Resection of a Giant Hepatic Hemangioma Resolves Coagulopathy in an Adult

October 10, 2024

Abstract

Background

Kasabach-Merritt phenomenon (KMP) is a life-threatening consumptive coagulopathy typically associated with cavernous hemangiomas in infants. This case report describes a rare presentation of KMP in an adult patient with a giant hepatic hemangioma, successfully resolved following surgical resection.

Summary

A 42-year-old man with incidentally discovered hepatic hemangioma (16 cm) on workup for anemia experienced gradual enlargement over nine years (25 cm). This growth caused compression of intrahepatic structures, viscera displacement, and worsening symptoms (shortness of breath, abdominal fullness, early satiety, varicose veins). Lab results intermittently showed mild anemia, thrombocytopenia, and elevated prothrombin time.

Preoperatively, the patient underwent angioembolization targeting tributaries from the right inferior phrenic vein and branches of the right hepatic artery in segments VI and VII. Subsequently, an open resection was performed via a bilateral subcostal “chevron” incision. The surgery involved an eight-minute Pringle maneuver and rapid serial division of the abutting liver tissue in segments VI, VII, and VIII. The immediate postoperative period required transfusions of platelets, fresh frozen plasma, and tranexamic acid to manage coagulopathy. However, his coagulation studies normalized quickly, and he had an uneventful hospital course, leading to discharge on postoperative day (POD) 6. Follow-up at POD 15 showed sustained platelet count (>200K/μL) and improvement in shortness of breath with a 30-second per mile increase in running speed.

Conclusion

This study suggests a potential link between giant hepatic hemangiomas and a baseline low-level coagulopathy similar to Kasabach-Merritt syndrome (KMS). This raises concerns that expectant management in adult patients with these tumors might predispose them to overt KMS, particularly in the setting of trauma. While further investigation is warranted, the findings may justify considering earlier surgical resection of giant hepatic hemangiomas in patients exhibiting signs of coagulopathy.

Key Words

giant hemangioma; Kasabach-Merritt syndrome; coagulopathy; liver


Case Description

A rare but life-threatening complication, Kasabach-Merritt phenomenon (KMP), can develop in some patients with hepatic hemangiomas, despite their status as the most common benign liver tumors typically managed expectantly. Adult cases of KMP are particularly scarce, with our literature review identifying only 11 reported cases. This report describes an adult male patient who presented with KMP secondary to a giant hepatic hemangioma and associated coagulopathy. Notably, complete resolution of the coagulopathy was achieved following surgical resection of the hemangioma.

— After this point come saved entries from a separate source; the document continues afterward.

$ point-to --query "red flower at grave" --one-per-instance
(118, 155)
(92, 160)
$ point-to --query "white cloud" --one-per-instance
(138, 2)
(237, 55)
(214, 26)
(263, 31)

The patient, a 42-year-old man with a known right hepatic hemangioma (discovered nine years prior on CT scan during investigation for asymptomatic anemia), was under our clinic’s care. Initially, the 16 cm hemangioma was an incidental finding. His anemia improved with successful management of Crohn’s disease, the culprit identified via CT scan.

In the months preceding surgery, the patient developed progressive symptoms, including shortness of breath, abdominal fullness, early satiety, and worsening varicose veins. Repeat imaging revealed significant growth of the hemangioma (21.8 × 21.8 × 25.2 cm). The mass exerted a substantial compressive effect on the liver parenchyma, displacing surrounding organs like the gallbladder, stomach, duodenum, and pancreas inferiorly (Figure 1).

The patient exhibited mild thrombocytopenia with platelet counts ranging from 94 × 103/μL to 130s (reference range typically higher) and a prolonged prothrombin time of 1.2 seconds. Additionally, he presented with relative anemia, with his highest recorded hemoglobin being 13 g/dL (reference range varies by age and sex). Preoperative labs showed slight improvement with hemoglobin at 13.1 g/dL and platelets at 153 × 103/μL.

Figure 1. Coronal View of Triple-Phase CT Abdomen/Pelvis with Contrast. Published with Permission

Hemangioma: Characteristic “centripetal fill-in” pattern is evident in the portal venous phase (arrow). Mass effect: Note the inferior displacement of the right kidney and leftward displacement of the gallbladder and inferior vena cava.
Hemangioma: Characteristic “centripetal fill-in” pattern is evident in the portal venous phase (arrow). Mass effect: Note the inferior displacement of the right kidney and leftward displacement of the gallbladder and inferior vena cava.

In anticipation of significant intraoperative bleeding during resection of the massive hemangioma, the patient underwent preoperative angioembolization the day prior to surgery. Hepatic angiography identified the hemangioma’s arterial supply: the right inferior phrenic artery (Figure 2) and three secondary branches of the right hepatic artery (Figure 3). All four vessels were successfully embolized with Gelfoam slurry. The procedure was well-tolerated, and no complications were reported either during the procedure or in the post-embolization period. The patient then proceeded to surgical resection of the hemangioma the following day.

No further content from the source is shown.